On Day One, the New York Times reported, hundreds of tourists missed flights from Puerto Rico, which remained on standard time, to the continental United States. Throughout the week, newspapers carried reports of bleary-eyed commuters and nervous parents. “Daylight time is like darkness time,” declared a headline in The Washington Post. The New York Times called it “the Second Dark Age.”

“Pitch black at 7:30 in the morning,” a Long Island man named Bob Fitzpatrick told the Times. “People were saying if this had happened two years ago, McGovern would be President today.”

 

He spotted dawn only briefly on his way to work as a Lord & Taylor executive and was “depressed as hell,” he added.

David Prerau studied the issue as a researcher for the U.S. Department of Transportation and went on to write a book about it, “Seize the Daylight: The Curious and Contentious Story of Daylight Saving Time.” He said in an interview that the reality of the change seemed to take people by surprise.

 

“Most people think, ‘Oh, I’m not going to have to change my clock,’ ” he said. “And they don’t think, ‘Oh, I’m going to have four months of dark mornings.’ I think that’s what happened in ’74. People didn’t think about that.”

Frustration over the shift took on a new sense of urgency when reports emerged of children being hit and killed by cars during predawn treks to school. After eight deaths in Florida, Gov. Reubin Askew (D) called a special legislative session Jan. 27, urging state lawmakers to change back the clocks.

 

Though Florida would be on a different schedule than the rest of the Eastern Seaboard, the governor told United Press International that any disruption “would be small indeed when compared to the life of even a single child whose death could be attributed to a too-early start of his or her school day.”

 

The move failed, caught up in partisan politics. The clocks stayed an hour ahead in Florida and in other states.

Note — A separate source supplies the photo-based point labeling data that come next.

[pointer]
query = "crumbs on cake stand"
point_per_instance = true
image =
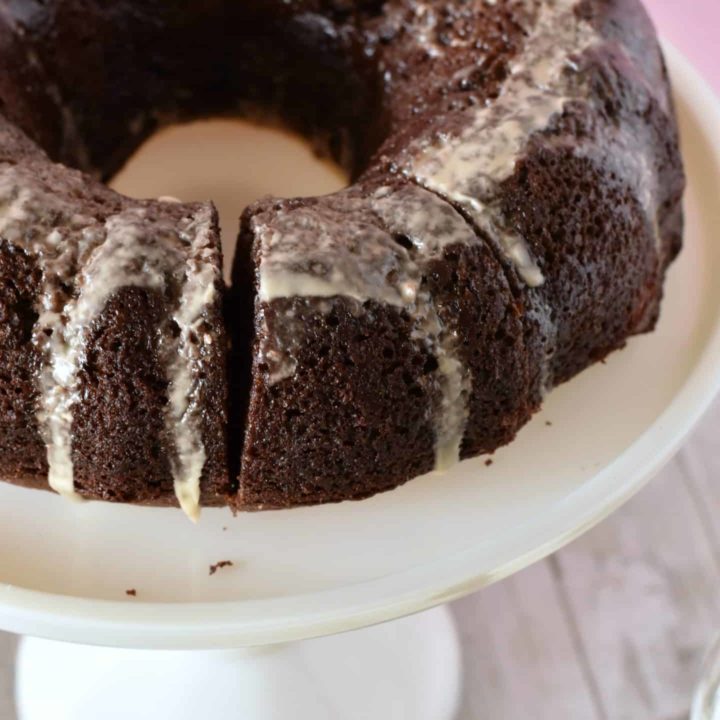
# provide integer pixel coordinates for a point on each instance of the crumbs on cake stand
(218, 565)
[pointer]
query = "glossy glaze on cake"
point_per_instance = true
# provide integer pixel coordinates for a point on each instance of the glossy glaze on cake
(515, 203)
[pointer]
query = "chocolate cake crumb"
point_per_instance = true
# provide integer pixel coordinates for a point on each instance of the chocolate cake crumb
(216, 566)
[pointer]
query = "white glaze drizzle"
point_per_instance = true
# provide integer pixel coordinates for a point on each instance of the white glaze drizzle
(128, 249)
(467, 168)
(199, 292)
(322, 253)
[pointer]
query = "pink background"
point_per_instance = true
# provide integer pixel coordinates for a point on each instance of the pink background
(692, 26)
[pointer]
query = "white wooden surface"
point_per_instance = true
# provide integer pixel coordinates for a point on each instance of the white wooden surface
(613, 627)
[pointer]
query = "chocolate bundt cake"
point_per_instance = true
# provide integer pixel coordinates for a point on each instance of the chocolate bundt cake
(515, 202)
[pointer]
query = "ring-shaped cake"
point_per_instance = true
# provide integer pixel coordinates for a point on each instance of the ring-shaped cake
(515, 201)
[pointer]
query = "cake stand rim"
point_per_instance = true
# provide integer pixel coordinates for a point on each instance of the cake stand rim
(230, 624)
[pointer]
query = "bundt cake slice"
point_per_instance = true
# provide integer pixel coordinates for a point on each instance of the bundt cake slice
(514, 226)
(388, 344)
(113, 345)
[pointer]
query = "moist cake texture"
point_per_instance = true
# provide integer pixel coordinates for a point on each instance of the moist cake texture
(514, 204)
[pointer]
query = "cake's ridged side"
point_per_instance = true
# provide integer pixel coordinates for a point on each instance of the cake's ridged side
(575, 214)
(115, 340)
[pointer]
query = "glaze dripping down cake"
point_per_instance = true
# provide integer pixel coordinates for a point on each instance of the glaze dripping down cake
(515, 202)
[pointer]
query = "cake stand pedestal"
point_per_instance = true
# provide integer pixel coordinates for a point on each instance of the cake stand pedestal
(129, 577)
(408, 669)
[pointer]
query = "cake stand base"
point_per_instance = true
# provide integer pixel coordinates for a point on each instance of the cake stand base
(408, 669)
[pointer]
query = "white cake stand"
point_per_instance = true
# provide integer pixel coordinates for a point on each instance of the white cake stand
(65, 568)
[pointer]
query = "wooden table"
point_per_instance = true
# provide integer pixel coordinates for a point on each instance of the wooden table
(613, 627)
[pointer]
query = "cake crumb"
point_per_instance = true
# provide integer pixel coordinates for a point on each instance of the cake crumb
(216, 566)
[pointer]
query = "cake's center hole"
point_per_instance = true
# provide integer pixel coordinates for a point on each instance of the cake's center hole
(232, 163)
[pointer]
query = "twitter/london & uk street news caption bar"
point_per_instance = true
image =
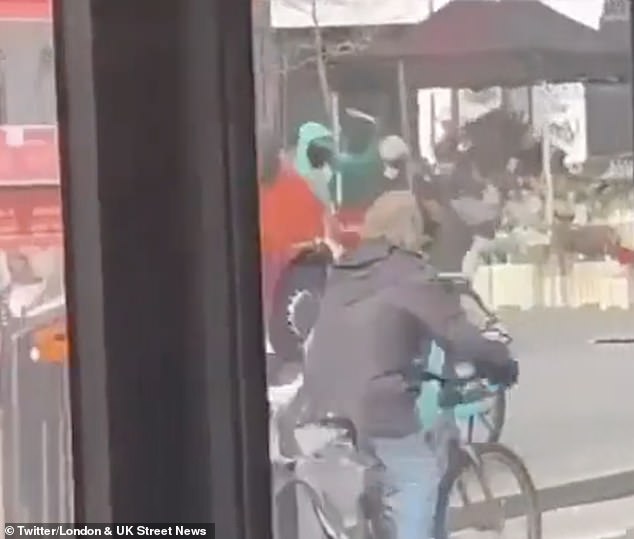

Some schools pushed back their start times; some cities bought reflective signs for crosswalks, according to news reports. The Post ran a story on “inventive Washington mothers improvising outerwear” from fluorescent fabrics, complete with photographs of kids wearing their handiwork at bus stops. The article noted that some companies planned to offer jackets with reflective detailing in their back-to-school lines.

 
An article on mothers creating reflective outerwear for dark school mornings was published by The Washington Post on Feb. 3, 1974. (The Washington Post)

As the dark mornings continued, the complaints kept coming.

 

By February, Congress was having regrets.

“The time to admit a mistake is when you’ve made one,” Rep. William Ketchum (R-Calif.), a co-author of the bill, was quoted as saying in the Times.

That month, a National Safety Council survey found no appreciable change in the number of early-morning fatalities between January 1973 and January 1974. And a Reuters report said the United States had used about 2 percent less energy because of the change.

Still, the country was ready to go back to the old times. Public support for the extended daylight saving time had plummeted to 42 percent, according to NORC. In August, the same month Nixon resigned over Watergate, the Senate voted to repeal the law. The House passed a similar measure soon after.

 
 

On Oct. 5, President Gerald Ford signed it, and three weeks later, Americans rolled back their clocks. The semiannual routine returned and has continued ever since.

People always grouse about losing an hour of sleep in the spring. Prerau wasn’t surprised that doing away with it came up again. As for whether it’ll last, he isn’t sure.

“It’s a different time,” he said. “On the other hand, daylight and darkness are still the same as they were in ’74, and kids having to go to school in the morning is still the same, and people having to go to work in the morning is still the same.”